I worked on the E2-C aircraft in the 80's. I used to walk around on the flight deck of the USS Independence and USS Forrestal with a box called a Sniffer, to check that all of the planes Mode IV was working, and had the right code before leaving the deck.
I worked on the actual coding machine and I could not travel anywhere to a friendly country without a special permission. Kind of ruins your life when the military knows more about your new gf then you do. lol
Precise and crisp video. I have a few questions though. 1) How deal the receiver deal with interference from multiple aircrafts? If random timing delay is used then also the message may have collision with other messages. 2) Is the pulse a single tone sine wave or is there any chirping inside it? 3) What is the pulse width?
Those mysterious black boxes in the cockpit make a whole lot more sense now. Would an IFF reply or lack of reply constitute sufficient evidence for a positive friendly or hostile identification?
The answer to your question is not a short one. As it so happens it's also the topic of the next video. In that video we'll go down the checklist describing how distant aircraft are IDed.

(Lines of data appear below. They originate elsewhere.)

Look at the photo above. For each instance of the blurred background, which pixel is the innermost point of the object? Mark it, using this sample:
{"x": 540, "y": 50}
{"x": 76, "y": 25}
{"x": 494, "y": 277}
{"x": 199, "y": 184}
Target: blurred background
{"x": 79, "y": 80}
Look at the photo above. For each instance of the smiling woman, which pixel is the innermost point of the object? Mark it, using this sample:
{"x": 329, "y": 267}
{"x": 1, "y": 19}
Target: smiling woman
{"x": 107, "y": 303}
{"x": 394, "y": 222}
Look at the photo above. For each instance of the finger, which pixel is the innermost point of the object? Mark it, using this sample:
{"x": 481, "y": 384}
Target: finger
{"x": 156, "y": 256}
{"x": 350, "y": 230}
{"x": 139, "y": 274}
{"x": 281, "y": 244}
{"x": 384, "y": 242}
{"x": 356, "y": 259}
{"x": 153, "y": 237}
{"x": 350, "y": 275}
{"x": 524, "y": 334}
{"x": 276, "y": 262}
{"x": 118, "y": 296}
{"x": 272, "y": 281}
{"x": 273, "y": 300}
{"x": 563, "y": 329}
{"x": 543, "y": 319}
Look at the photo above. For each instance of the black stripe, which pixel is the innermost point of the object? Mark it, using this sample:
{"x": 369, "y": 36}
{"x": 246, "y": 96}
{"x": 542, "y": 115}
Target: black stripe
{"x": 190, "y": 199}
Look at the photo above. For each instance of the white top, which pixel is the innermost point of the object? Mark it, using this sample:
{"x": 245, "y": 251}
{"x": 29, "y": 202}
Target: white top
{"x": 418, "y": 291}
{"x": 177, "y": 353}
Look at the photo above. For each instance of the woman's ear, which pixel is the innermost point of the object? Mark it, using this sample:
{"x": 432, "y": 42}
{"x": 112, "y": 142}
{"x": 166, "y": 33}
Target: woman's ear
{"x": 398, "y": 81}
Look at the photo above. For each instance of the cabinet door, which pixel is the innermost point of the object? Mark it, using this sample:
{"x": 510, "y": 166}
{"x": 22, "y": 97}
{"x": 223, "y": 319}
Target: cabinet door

15 year Avionics mechanic here: Every time our EW systems detect a new radar, we investigate and log it with whatever machine it's on. A terrain/weather radar on a C-130 is going to be tuned to be good at that, and an air track radar on an F-16 is going to be tuned to be good at that job. Now, there are EW decoys that intentionally pretend to be another aircraft, and that complicates things, but we can watch a "C-130" going mach 1, and figure out that it's not a "C-130". I hope that helps!
@@rasherbilbo452 The key to program the mode 4 had 64 pins with 26 positions each, it was inserted then removed into the front of the mode 4 decryption box and if the airplane crashed the system would reset all the combinations. you could get the box but not the code. It could be changed as needed daily or every 2 hrs etc or if you lost a plane just in case the enemy would use a down plane's box to carry a nuke over your territory.